Kinetics of Gas Hydrate Crystallization and Dissociation in Tailored Confined Media

R.L. Hartman, New York University (Principal Investigator)

C.A. Koh, Colorado School of Mines (Co-Investigator)

Gas clathrate hydrates (‘hydrates’) are crystalline lattices of hydrogen-bonded water molecules that encapsulate small hydrocarbon (gas) molecules, such as methane. They are energy-rich entities, vital to sustain our planet, that form spontaneously from water and small hydrophobic molecules under specific temperature and pressure conditions.  Hydrate formation is a nucleation and growth phenomenon, in which there is a critical crystal size beyond which thermodynamics favors growth over dissolution. While homogeneous nucleation of this critical size is possible in bulk water, it is known that heterogeneous nucleation is a dominant process in natural and synthetic hydrates.  Interestingly, the majority of hydrates in science and nature crystallize in confined media, yet only a handful of investigations to date have studied the influence that porous materials have on their crystallization and with limited understanding from bulk experiments.  Crystallization in confinement itself is an emerging area of science.

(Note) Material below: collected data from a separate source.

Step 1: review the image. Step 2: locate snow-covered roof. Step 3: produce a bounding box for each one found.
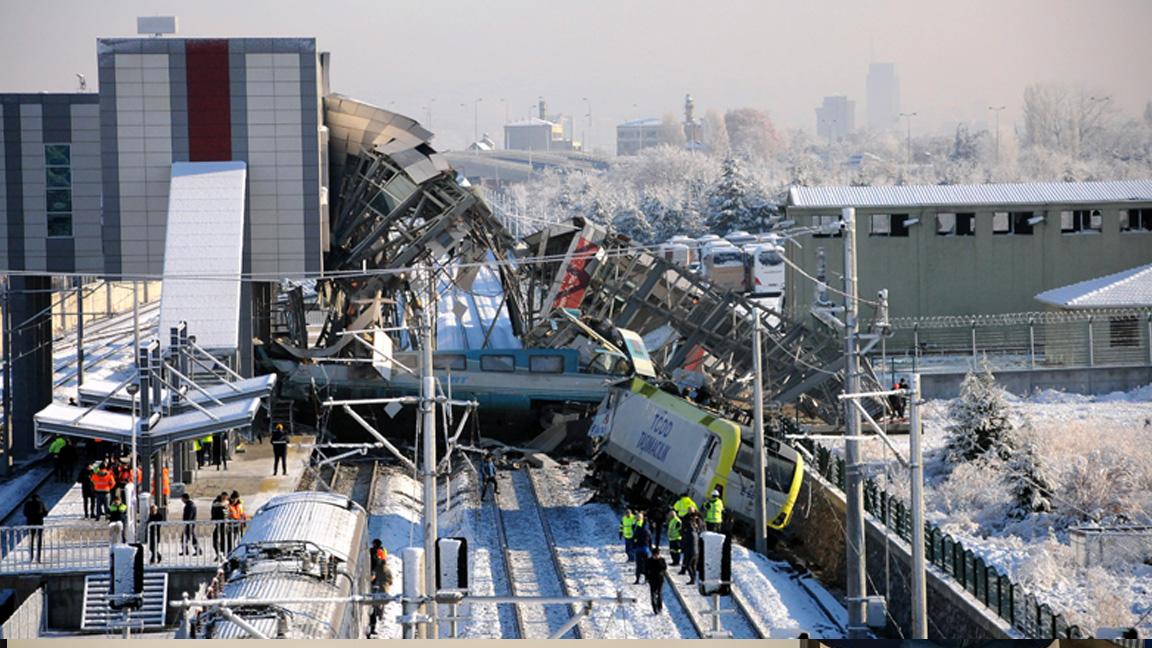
[788,179,1152,209]
[1035,264,1152,309]
[505,117,554,128]
[618,117,662,127]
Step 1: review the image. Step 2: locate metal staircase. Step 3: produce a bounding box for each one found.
[80,572,169,632]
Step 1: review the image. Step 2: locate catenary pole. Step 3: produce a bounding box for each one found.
[421,265,439,638]
[842,207,868,638]
[909,373,927,638]
[752,312,768,554]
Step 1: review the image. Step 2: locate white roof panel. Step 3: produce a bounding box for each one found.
[789,179,1152,209]
[158,162,247,354]
[1035,263,1152,309]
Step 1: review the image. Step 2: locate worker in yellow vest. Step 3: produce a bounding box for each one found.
[666,507,683,566]
[703,489,724,532]
[673,493,697,518]
[619,509,637,562]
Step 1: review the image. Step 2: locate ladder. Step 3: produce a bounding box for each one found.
[79,572,169,632]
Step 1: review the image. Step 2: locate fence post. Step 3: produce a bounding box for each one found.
[1087,316,1094,367]
[1147,314,1151,366]
[913,322,920,374]
[1028,318,1035,369]
[970,320,977,359]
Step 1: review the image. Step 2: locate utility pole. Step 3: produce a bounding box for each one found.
[900,112,917,165]
[842,207,868,638]
[752,312,768,554]
[76,276,85,388]
[1,278,11,476]
[420,265,439,639]
[987,106,1006,165]
[909,373,927,639]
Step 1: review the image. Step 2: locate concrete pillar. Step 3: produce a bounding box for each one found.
[8,275,54,460]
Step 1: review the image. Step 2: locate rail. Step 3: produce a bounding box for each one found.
[0,519,238,575]
[487,469,526,639]
[522,467,582,639]
[795,435,1085,639]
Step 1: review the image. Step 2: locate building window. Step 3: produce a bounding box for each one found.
[994,211,1034,235]
[1061,209,1102,234]
[1109,316,1139,348]
[870,213,909,237]
[936,212,974,236]
[44,144,72,238]
[812,214,842,237]
[1120,209,1152,232]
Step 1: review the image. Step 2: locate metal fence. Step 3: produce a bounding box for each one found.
[876,309,1152,375]
[796,438,1085,639]
[0,519,237,575]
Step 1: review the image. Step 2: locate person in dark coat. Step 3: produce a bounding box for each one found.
[479,453,499,500]
[645,547,669,614]
[897,377,910,418]
[210,492,228,561]
[146,503,165,563]
[680,511,700,583]
[80,463,96,519]
[632,514,652,584]
[367,538,393,637]
[180,493,202,556]
[647,503,667,550]
[23,493,47,562]
[271,423,289,476]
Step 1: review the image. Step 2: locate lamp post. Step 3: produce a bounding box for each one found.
[583,97,592,153]
[987,106,1006,164]
[426,98,435,128]
[473,97,483,147]
[900,112,917,164]
[126,382,140,543]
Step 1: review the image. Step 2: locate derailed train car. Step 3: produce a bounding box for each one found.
[191,492,370,639]
[590,378,804,530]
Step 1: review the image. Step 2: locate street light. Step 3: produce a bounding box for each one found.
[126,382,140,543]
[582,97,592,153]
[899,112,918,164]
[426,98,435,128]
[473,97,483,147]
[987,106,1006,165]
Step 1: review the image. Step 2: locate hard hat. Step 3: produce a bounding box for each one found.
[275,423,285,431]
[712,490,720,497]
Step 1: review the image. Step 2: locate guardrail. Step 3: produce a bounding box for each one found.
[0,519,238,574]
[794,435,1084,640]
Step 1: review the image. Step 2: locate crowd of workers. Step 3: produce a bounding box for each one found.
[620,489,725,615]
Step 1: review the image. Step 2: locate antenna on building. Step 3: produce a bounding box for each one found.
[137,16,178,38]
[75,74,87,93]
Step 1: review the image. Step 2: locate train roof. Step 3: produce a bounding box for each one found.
[238,492,365,563]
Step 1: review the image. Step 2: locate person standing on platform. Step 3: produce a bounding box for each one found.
[632,513,652,584]
[271,423,289,476]
[23,493,47,562]
[179,493,202,556]
[666,507,683,567]
[645,547,668,614]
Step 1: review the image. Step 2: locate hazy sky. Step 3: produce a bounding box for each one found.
[2,0,1150,151]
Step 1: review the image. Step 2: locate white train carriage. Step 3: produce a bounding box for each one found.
[193,492,371,640]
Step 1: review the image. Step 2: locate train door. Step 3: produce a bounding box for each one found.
[688,433,723,499]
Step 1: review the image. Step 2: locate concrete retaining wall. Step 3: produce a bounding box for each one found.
[920,365,1152,400]
[781,472,1018,640]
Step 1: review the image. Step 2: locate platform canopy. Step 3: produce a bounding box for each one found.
[1035,263,1152,309]
[77,373,276,411]
[158,161,248,355]
[34,398,261,450]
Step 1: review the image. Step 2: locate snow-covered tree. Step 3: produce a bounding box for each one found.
[945,361,1015,463]
[724,108,781,161]
[704,156,775,234]
[612,203,653,243]
[1004,423,1053,518]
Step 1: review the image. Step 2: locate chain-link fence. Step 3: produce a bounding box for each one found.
[874,309,1152,375]
[796,437,1085,639]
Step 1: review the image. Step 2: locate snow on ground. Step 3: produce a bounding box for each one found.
[837,381,1152,635]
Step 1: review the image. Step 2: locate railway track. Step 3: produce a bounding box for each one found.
[489,467,575,639]
[523,468,584,639]
[51,301,161,389]
[487,472,526,639]
[664,558,762,639]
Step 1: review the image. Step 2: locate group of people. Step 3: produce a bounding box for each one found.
[80,457,141,521]
[208,490,250,561]
[619,489,726,614]
[192,433,230,470]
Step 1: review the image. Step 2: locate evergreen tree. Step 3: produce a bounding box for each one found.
[1004,423,1054,518]
[584,197,612,227]
[705,156,775,234]
[945,360,1015,463]
[612,203,654,243]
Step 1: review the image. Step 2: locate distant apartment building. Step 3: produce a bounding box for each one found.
[815,95,855,140]
[616,118,662,156]
[504,99,578,152]
[866,63,900,130]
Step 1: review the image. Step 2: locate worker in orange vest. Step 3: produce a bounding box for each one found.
[152,466,171,500]
[90,463,115,519]
[226,490,247,553]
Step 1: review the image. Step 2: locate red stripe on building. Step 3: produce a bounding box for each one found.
[185,40,232,161]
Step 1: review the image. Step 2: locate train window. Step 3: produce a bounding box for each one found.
[433,354,467,371]
[479,355,516,372]
[528,354,565,374]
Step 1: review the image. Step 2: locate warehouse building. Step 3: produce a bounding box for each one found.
[783,180,1152,322]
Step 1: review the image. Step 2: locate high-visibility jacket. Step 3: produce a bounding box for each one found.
[48,437,67,455]
[620,513,636,539]
[704,496,724,524]
[91,470,115,493]
[108,502,127,522]
[667,514,682,541]
[673,496,697,518]
[200,435,213,445]
[193,439,202,452]
[153,467,170,497]
[227,500,246,521]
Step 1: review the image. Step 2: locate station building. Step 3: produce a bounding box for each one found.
[783,180,1152,322]
[0,36,337,461]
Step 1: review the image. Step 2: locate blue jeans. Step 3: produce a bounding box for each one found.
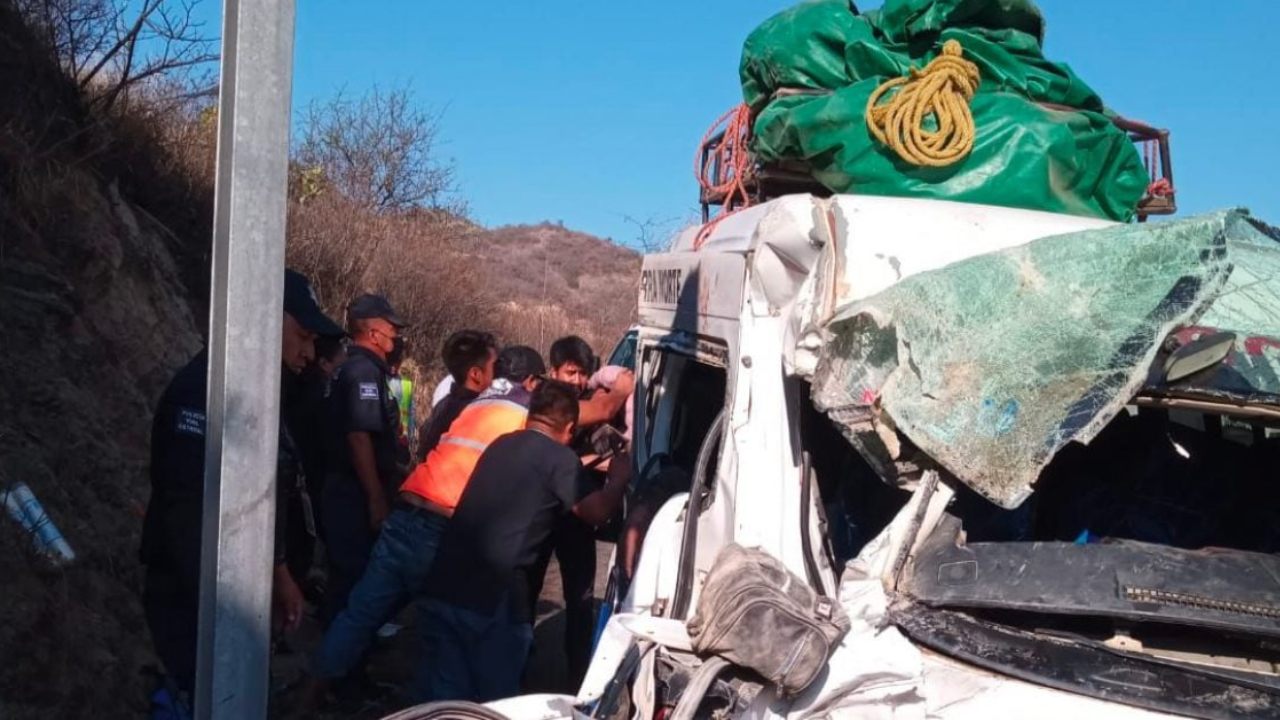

The overarching goal of this proposed research program will be to discover fundamental molecular-to-pore based multiscale understanding of hydrate crystallization mechanisms in confinement. Here we define the confinement as crystallization constrained to: i) microscale gas-liquid or gas-liquid solid interfaces and ii) highly-ordered, geometric nano- and micro-scale structured surfaces.  Here we hypothesize that the nature of the nanopores determines the gas hydrates nucleated in nanoconfinement, their resultant molecular structure type and their crystallization and dissociation kinetics.  Our research team will design highly-ordered nanoporous structures in microfluidics with in-situ spectroscopic methods, discover why the nanopore geometry controls the nucleated hydrate characteristics, understand why these characteristics influence the resultant hydrate kinetics, elucidate the role of the nanopore hydrophobicity and salt ions, and finally determine the role confinement has on crystal growth beyond the nanopore exits.  A suite of creative synthesis techniques, including high-pressure microfluidics with in-situ analytical methods, will be used together to study the proposed basic science.  Furthermore, use of machine learning will incorporate the physics/mechanistic pore-scale discoveries from advanced experimentation to build first-principle models and generate design rules.